Member of the Chamber of Deputies
- In office 15 May 1930 – 6 June 1932
- Constituency: 19th Departamental Circumscription

Personal details
- Born: Los Ángeles, Chile

= Manuel Escobar Moreira =

Chilean politician

Manuel Escobar Moreira was a Chilean politician and agriculturalist. He served as a deputy representing the Nineteenth Departamental Circumscription of La Laja, Nacimiento and Mulchén during the 1930–1934 legislative period.

==Biography==
Escobar was born in Los Ángeles, Chile, the son of Alejandro Escobar and Mercedes Moreira.

Escobar devoted himself to agricultural activities, operating the estate Pisagua in Santa Bárbara. He was founder of the Sociedad Agrícola del Bío Bío and served as vice president and later director of the Sociedad Nacional de Agricultura.

He was also a member of the board of the Caja de la Habitación and of the Corporación de Reconstrucción y Auxilio.

==Political career==
Escobar was elected deputy for the Nineteenth Departamental Circumscription of La Laja, Nacimiento and Mulchén for the 1930–1934 legislative period. During his tenure he served on the Permanent Commission on Agriculture and Colonization.
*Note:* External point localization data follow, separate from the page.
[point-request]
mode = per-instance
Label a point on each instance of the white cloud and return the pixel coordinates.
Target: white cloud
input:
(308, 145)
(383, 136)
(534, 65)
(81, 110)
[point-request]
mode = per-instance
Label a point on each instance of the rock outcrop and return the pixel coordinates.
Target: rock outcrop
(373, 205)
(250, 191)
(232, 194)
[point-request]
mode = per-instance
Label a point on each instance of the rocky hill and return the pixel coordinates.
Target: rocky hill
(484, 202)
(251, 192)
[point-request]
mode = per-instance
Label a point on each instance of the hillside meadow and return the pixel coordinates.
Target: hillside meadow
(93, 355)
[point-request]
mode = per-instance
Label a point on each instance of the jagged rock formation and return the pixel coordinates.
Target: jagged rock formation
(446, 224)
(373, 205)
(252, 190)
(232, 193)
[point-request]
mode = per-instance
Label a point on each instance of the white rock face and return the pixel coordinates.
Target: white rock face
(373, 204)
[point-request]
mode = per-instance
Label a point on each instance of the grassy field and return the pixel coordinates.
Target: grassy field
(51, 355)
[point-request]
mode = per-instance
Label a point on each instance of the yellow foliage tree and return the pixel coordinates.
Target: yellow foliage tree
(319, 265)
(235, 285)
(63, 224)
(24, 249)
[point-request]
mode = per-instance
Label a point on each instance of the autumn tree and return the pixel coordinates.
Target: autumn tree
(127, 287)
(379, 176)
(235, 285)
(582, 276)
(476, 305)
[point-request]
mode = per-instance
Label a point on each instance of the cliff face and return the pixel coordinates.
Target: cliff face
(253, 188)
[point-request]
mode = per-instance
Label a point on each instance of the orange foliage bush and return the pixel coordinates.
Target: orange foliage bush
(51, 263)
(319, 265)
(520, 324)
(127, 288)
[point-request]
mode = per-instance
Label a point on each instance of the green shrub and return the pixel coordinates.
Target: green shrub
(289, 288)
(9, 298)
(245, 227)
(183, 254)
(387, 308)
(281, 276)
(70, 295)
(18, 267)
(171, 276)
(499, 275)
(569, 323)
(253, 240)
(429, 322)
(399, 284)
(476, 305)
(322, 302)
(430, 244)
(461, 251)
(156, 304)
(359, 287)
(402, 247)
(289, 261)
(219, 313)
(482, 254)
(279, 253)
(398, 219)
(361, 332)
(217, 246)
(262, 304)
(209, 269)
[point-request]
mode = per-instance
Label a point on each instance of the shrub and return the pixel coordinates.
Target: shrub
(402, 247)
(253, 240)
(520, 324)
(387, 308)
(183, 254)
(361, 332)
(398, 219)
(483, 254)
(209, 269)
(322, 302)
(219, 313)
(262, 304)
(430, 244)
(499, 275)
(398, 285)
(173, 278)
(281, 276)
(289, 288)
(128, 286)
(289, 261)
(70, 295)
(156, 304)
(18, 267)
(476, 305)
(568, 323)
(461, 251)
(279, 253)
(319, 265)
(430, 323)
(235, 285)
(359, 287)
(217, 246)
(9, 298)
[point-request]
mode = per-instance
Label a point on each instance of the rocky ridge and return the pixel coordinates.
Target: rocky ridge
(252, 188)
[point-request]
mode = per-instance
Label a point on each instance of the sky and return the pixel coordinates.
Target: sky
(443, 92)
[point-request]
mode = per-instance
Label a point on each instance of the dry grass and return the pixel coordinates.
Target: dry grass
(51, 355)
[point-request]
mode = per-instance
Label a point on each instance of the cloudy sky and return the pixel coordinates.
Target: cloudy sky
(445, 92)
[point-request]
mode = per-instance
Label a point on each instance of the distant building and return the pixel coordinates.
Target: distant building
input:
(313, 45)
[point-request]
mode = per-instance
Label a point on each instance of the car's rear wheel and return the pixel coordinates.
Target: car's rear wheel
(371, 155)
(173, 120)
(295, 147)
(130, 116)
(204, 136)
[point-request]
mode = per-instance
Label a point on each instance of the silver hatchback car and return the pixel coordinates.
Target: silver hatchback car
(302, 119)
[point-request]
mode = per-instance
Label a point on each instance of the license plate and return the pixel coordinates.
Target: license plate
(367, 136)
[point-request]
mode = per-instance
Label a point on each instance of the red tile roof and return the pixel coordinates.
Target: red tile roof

The 1932 Chilean coup d'état led to the dissolution of the National Congress on 6 June 1932.

== Bibliography ==
- Luis Valencia Avaria (1951). Anales de la República: textos constitucionales de Chile y registro de los ciudadanos que han integrado los Poderes Ejecutivo y Legislativo desde 1810. Tomo II. Imprenta Universitaria, Santiago.